AT&T and Verizon paid $104 million in FCC fines for selling users’ real-time location data without consent, and the Supreme Court just ruled they can’t get the money back.

In an 8-1 decision written by Chief Justice John Roberts, the court reversed the 5th Circuit’s ruling that had sided with AT&T, while upholding the 2nd Circuit’s ruling against Verizon. The carriers had argued that the FCC’s penalty process denied them a Seventh Amendment right to a jury trial. Roberts rejected that: FCC fine orders aren’t final judgments. If carriers refuse to pay, the government must sue to collect, and that process includes a de novo jury trial. The carriers chose to pay first and fight later. That choice, the court said, doesn’t make the system unconstitutional.

The FCC fined AT&T and Verizon $104 million in 2024 for violations that came to light in 2018: both carriers had sold users’ precise real-time location to data aggregators, some of whom passed it to bounty hunters and a rogue sheriff who used it to track people without their knowledge.

Carriers leaned hard on Jarkesy, the 2024 case that stripped the SEC’s in-house fine authority. Roberts drew a clean distinction: the SEC could impose and collect fines entirely through its own administrative process, without a court. The FCC can’t. Before any penny changes hands, a jury decides. “The jury gets the last word,” Roberts wrote.

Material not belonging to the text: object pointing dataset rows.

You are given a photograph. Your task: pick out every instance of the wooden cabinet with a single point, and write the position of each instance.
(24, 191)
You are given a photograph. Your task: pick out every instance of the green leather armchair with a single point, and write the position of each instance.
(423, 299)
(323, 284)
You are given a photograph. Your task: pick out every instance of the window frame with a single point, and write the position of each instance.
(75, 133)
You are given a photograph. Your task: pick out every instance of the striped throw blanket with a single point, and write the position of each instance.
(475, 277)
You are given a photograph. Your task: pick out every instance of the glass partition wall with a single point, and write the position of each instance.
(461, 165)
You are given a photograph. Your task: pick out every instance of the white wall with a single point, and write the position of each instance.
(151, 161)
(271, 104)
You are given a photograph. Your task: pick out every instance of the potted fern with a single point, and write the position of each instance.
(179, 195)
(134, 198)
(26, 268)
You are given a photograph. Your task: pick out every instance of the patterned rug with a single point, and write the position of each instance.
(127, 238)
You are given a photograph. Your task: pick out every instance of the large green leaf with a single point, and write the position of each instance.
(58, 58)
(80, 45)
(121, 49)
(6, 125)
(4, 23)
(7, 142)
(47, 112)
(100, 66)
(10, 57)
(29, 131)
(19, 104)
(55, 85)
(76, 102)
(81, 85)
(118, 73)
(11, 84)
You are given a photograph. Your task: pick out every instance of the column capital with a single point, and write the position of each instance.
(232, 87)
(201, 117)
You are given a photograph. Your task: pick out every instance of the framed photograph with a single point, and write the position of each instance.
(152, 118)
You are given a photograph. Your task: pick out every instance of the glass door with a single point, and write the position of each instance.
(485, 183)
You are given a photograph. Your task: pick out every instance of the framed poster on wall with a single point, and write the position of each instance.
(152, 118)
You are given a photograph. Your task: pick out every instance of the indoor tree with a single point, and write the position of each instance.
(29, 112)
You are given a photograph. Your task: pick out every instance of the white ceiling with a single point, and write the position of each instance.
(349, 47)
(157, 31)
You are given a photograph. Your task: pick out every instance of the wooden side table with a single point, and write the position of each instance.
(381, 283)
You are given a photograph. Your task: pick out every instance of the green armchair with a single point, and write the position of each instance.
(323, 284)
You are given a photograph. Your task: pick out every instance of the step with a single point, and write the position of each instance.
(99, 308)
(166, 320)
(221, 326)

That’s the read-across every agency enforcement lawyer needed after Jarkesy. The FCC’s administrative fine process isn’t the SEC’s, and the court just put that in writing, 8-1.

For AT&T, $57 million is well under 0.1% of annual revenue. The next question is whether Jarkesy claimants try similar constitutional challenges at the CFTC, FTC, and EPA, where enforcement structures differ from both the SEC and FCC.